Agriculture Tomorrow: Australian agtech is ushering in a new era
This article was originally published in the R.M. Williams OUTBACK Magazine.
Entrepreneur Jonathan ‘JJ’ Quigley grew up on a cotton farm in Warren, in central NSW. Now based in Orange, in the Central West, he and business partner Mal Nutt set up an agtech fund and business accelerator program called SparkLabs Cultiv8 in 2017 and have now financially backed more than 50 agtech start-up companies, about half in Australia and half overseas. They are proud to be regionally based at the Department of Primary Industries Agricultural Institute site in Orange, which they claim is now the “silicon valley of agtech” in Australia.
“We’re both passionate about entrepreneurism and agtech. When we first started this, it was important we weren’t just another business in another city. Orange has now attracted leading scientists from around the world.”
Mal says.
From about 1000 companies, up to 10 are chosen each year for the Cultiv8 accelerator program, which includes mentoring, help with business planning, fundraising and other issues, as well as capital injection. Cultiv8 also puts the businesses in touch with farmers to ensure products being developed will be useful. The total market capital of all the businesses is now $1.7 billion, and the agtech startups have created more than 750 jobs.

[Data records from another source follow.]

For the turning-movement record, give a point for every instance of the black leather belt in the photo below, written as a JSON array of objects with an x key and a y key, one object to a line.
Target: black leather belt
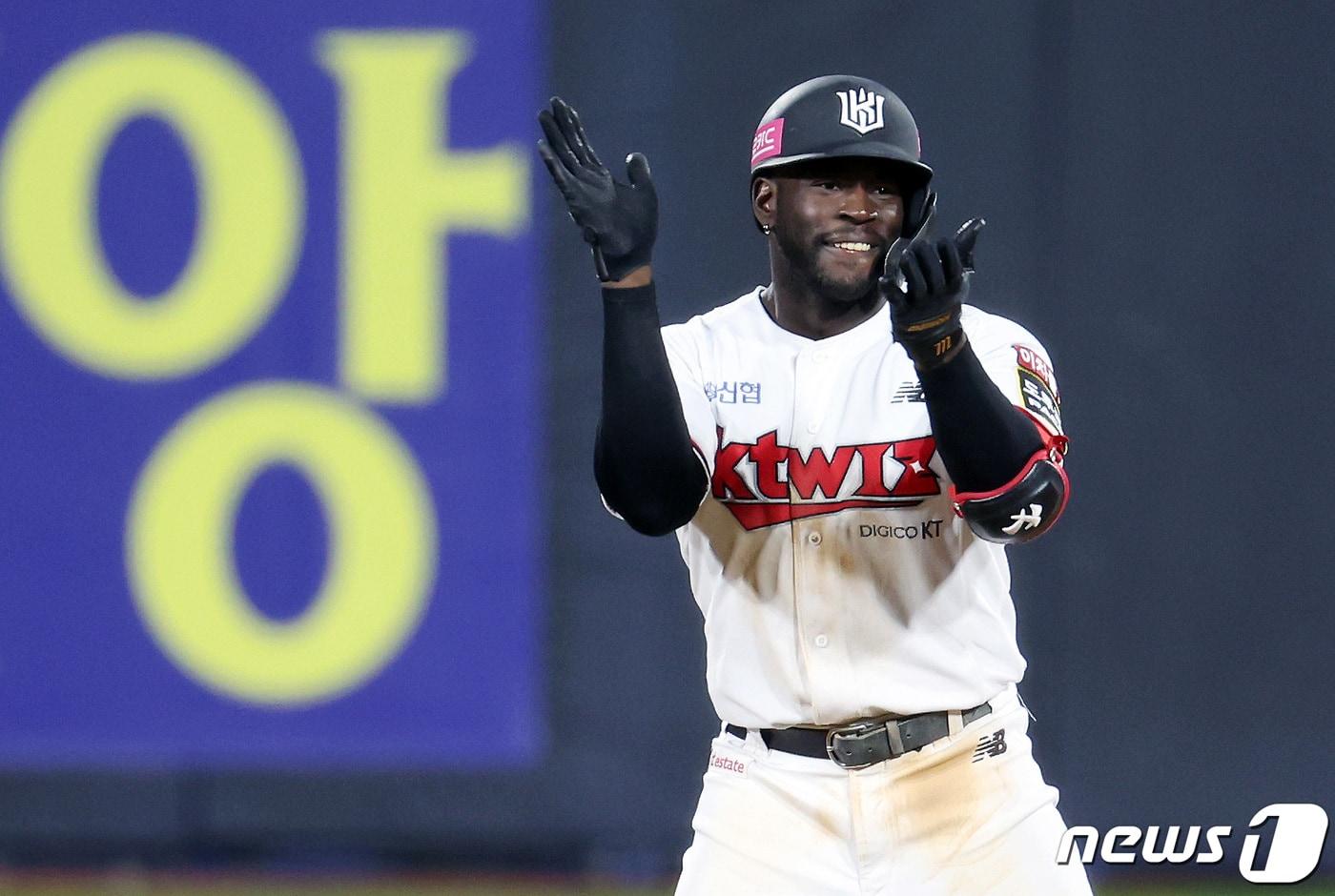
[{"x": 868, "y": 743}]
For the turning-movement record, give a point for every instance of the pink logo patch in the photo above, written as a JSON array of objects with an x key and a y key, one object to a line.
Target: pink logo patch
[{"x": 770, "y": 140}]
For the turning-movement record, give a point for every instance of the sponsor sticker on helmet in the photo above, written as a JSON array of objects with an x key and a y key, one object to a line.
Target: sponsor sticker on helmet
[{"x": 770, "y": 140}]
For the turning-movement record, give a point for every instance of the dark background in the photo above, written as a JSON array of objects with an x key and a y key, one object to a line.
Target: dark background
[{"x": 1158, "y": 185}]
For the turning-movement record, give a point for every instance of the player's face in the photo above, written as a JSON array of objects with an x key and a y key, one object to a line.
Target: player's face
[{"x": 834, "y": 219}]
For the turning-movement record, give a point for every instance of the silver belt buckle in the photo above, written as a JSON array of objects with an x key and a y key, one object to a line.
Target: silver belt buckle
[{"x": 851, "y": 730}]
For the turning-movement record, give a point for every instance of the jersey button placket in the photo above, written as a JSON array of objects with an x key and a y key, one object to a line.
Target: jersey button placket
[{"x": 811, "y": 603}]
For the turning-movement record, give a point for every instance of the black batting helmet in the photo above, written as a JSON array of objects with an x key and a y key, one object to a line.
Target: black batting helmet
[{"x": 841, "y": 115}]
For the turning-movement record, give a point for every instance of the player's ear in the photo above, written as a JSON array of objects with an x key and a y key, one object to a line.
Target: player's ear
[{"x": 763, "y": 200}]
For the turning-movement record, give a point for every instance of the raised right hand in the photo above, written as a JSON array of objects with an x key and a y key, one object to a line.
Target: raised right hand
[{"x": 618, "y": 219}]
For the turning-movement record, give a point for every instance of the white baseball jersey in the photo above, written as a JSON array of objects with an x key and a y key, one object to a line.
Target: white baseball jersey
[{"x": 834, "y": 580}]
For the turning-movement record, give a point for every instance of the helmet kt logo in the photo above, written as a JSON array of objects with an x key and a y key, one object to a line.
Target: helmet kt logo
[{"x": 861, "y": 110}]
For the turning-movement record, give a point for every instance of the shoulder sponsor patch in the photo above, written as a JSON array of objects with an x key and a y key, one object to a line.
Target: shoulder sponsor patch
[
  {"x": 1040, "y": 400},
  {"x": 1037, "y": 386},
  {"x": 1030, "y": 359}
]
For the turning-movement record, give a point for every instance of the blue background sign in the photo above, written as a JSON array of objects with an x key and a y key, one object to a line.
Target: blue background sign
[{"x": 269, "y": 362}]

“When we started this program 6 years ago it was a challenge to find 8–10 companies to support,”
Mal says.
“I reckon there’d be 5 times more businesses now. We’re finding really strong investment opportunities.” Although backing start-ups can be a risky business, only about 16% of the companies they have supported over the 6 years have since failed. “We went in assuming 40–50% would fall over,” Mal says. “The first thing is you need to back the right people who have got the experience, who act locally, but think globally.”